I met Leonardo Tello at a festival of censored films in Lima, Peru’s smog-ridden capital city. It was a laid-back event in a bohemian neighbourhood. Audience members lounged on blankets on the grass and directors sat on a broken-down sofa drinking beer. I showed a film about an Andean farming community that stands up to an American gold mine that had, unsurprisingly, been censored by Peru’s government-owned broadcaster. Another filmmaker had brought Leonardo to the festival and introduced us. Leo said his Indigenous radio station in the northern Amazon region wanted to start making films and asked if I would give them some training.
“When do we start?” I asked, giving him my contact info. He never wrote to me; perhaps he didn’t believe I would really come.
A year later, the laws of probability were broken when our paths crossed again in the same megacity of 11 million people. My husband Miki—Miguel Araoz Cartagena—and I were in Lima for a joint exhibition of his paintings with a Shipibo artist who is also from the northern Amazon. They named their show “Tinkuy, Nukoananty,” which means “the meeting between the Andes and the Jungle” in Quechua and Shipibo, the Indigenous languages of the two regions.
A friend had loaned Miki and me her apartment while she was out of town.
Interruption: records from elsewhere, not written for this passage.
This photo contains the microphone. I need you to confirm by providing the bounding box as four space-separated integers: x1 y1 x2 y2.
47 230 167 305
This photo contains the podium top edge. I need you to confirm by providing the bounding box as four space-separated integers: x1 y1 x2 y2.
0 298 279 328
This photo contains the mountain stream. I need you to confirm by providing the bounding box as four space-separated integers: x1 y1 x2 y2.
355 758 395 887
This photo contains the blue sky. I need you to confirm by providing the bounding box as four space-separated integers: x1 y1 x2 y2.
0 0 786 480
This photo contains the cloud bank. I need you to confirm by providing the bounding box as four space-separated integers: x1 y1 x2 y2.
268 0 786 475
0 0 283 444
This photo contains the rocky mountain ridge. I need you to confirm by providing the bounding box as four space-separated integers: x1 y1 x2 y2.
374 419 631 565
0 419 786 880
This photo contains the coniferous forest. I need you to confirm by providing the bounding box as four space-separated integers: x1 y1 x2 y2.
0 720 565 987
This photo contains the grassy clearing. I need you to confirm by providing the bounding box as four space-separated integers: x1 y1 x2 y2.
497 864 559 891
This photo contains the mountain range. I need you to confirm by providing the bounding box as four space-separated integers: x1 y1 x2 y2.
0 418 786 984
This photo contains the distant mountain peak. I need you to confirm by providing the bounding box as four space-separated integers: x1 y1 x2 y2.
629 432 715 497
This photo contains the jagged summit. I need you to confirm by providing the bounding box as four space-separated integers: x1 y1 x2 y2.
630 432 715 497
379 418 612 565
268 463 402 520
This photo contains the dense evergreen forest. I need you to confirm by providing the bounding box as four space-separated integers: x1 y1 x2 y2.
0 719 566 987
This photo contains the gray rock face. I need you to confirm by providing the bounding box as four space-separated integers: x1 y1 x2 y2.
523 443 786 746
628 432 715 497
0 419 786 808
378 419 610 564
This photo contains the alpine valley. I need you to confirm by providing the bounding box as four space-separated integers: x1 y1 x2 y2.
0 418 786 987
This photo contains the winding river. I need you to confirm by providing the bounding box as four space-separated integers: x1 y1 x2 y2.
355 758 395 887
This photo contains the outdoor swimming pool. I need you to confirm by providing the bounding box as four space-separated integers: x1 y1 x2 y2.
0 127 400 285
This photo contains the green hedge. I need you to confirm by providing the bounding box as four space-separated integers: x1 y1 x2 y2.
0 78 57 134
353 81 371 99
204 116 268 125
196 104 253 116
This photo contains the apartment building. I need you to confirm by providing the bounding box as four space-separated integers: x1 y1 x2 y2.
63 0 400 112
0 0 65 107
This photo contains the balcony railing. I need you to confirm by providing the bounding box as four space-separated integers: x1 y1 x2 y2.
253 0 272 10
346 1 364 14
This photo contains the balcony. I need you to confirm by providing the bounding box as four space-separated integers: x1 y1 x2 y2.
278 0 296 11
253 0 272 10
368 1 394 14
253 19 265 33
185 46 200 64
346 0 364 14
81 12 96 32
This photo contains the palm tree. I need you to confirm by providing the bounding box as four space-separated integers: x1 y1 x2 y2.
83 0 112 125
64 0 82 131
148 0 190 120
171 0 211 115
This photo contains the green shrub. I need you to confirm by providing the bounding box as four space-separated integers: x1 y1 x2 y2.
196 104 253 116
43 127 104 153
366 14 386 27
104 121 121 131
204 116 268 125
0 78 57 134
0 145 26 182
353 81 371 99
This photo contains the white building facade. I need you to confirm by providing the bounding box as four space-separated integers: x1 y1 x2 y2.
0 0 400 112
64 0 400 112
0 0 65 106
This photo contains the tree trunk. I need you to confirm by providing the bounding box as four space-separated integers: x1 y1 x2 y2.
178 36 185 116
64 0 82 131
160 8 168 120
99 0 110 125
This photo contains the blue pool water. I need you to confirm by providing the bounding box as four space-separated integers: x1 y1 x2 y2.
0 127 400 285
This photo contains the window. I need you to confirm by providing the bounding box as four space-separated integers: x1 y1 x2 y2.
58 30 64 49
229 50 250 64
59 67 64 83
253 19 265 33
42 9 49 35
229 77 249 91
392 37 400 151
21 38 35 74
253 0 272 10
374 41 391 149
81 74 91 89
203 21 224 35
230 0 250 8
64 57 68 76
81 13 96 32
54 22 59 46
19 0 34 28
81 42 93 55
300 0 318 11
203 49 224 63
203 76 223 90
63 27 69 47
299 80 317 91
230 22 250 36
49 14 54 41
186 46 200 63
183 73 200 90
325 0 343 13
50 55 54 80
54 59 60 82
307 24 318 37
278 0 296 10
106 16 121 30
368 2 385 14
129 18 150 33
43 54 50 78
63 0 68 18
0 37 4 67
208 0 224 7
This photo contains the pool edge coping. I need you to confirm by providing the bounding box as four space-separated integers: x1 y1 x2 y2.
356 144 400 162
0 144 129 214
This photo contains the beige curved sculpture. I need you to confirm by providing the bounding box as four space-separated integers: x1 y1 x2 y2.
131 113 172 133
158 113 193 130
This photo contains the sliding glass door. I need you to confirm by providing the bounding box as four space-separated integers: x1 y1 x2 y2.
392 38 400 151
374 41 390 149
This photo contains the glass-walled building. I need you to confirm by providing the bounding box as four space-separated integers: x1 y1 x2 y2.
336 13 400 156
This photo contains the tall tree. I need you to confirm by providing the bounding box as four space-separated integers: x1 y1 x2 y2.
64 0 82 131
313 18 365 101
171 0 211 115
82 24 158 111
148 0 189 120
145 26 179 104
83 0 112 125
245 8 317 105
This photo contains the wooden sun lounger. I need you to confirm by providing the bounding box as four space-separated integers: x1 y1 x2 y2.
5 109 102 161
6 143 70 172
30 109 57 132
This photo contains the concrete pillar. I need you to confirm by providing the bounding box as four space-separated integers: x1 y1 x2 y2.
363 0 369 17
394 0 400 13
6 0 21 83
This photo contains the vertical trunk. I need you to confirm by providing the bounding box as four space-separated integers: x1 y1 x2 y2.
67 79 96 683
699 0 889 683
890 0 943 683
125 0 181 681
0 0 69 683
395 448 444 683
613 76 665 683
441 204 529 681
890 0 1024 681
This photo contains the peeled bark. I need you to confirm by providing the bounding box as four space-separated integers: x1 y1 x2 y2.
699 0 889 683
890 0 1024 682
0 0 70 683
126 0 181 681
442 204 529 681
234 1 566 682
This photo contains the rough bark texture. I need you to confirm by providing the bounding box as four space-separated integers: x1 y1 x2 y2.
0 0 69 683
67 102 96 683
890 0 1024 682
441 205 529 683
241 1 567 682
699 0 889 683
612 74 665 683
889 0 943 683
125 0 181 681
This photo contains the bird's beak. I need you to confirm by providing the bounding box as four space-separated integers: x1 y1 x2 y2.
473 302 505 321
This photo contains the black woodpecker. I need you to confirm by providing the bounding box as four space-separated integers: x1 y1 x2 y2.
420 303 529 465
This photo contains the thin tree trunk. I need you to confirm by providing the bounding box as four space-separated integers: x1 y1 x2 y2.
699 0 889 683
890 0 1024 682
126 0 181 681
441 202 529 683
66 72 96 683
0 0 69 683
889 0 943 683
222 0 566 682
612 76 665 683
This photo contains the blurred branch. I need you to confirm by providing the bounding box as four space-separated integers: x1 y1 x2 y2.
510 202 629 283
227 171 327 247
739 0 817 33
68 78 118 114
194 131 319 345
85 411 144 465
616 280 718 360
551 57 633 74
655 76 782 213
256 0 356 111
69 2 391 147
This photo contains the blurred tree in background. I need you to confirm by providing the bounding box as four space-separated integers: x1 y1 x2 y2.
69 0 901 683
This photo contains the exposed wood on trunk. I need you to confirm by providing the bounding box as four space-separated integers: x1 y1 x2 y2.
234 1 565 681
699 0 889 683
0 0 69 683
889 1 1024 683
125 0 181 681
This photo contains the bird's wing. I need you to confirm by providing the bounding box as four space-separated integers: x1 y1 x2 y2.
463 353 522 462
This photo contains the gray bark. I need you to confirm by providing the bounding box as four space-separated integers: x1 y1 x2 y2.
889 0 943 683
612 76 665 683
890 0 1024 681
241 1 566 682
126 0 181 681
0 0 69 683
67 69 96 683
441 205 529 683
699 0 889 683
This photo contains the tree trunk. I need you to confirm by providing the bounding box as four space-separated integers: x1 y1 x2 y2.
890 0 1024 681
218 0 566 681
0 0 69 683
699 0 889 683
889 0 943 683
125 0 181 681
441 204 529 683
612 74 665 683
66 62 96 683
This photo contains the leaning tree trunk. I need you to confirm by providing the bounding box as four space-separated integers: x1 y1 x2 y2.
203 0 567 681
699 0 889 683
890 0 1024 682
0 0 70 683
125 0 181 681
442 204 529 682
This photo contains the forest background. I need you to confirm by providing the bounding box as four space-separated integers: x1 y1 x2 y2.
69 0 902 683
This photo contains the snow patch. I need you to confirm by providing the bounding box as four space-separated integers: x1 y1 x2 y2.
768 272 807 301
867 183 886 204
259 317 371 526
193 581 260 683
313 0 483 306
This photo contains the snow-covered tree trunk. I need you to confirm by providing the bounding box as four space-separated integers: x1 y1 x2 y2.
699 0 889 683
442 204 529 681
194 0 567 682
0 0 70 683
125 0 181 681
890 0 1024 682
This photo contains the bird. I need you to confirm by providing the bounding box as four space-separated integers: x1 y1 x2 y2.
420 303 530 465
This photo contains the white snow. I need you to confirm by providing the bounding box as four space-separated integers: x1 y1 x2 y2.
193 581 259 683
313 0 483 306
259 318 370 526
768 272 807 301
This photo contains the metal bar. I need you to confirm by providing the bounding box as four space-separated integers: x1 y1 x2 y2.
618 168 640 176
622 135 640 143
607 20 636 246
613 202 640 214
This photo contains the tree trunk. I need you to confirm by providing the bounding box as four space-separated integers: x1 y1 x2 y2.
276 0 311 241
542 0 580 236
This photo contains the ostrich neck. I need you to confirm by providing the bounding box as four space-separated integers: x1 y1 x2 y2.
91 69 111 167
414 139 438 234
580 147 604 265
She asked us to give a set of keys to a journalist who was coming to Lima for eye surgery. The guest was Leonardo.
He showed up bright and early—very early—one Saturday morning. I was still wiping the sleep from my eyes and yearning for coffee when he pulled a large stack of papers from his bag. They were transcripts of stories he’d been recording for more than a decade about the spirit universe beneath the Amazon’s waterways. Some of the tales were ancient history, like the creation of the rivers by a mighty god using his bow and arrow, or how the Kukama nation was born when a boa constrictor transformed into a beautiful woman and seduced a young hunter. But there were also recent accounts of the Indigenous peoples’ relationship with river spirits: fishermen cast under spells by mermaids or women carried off by white herons who change into handsome young men while they’re washing clothes on the river’s edge.
Leaning forward in his chair, Leonardo’s voice dropped as he told us about “the drowned ones.” If a person disappears into the swirling waters of the Marañón River and their body is not found, their family does not begin the rituals of mourning, he said. Soon, there may be a sign that their relative is still alive. A bereaved wife, mother, or brother will receive a message from their loved one in a dream telling them not to worry; they’re not dead—they’ve transformed into a Karuara, which means “person of the river” in the Kukama’s native language.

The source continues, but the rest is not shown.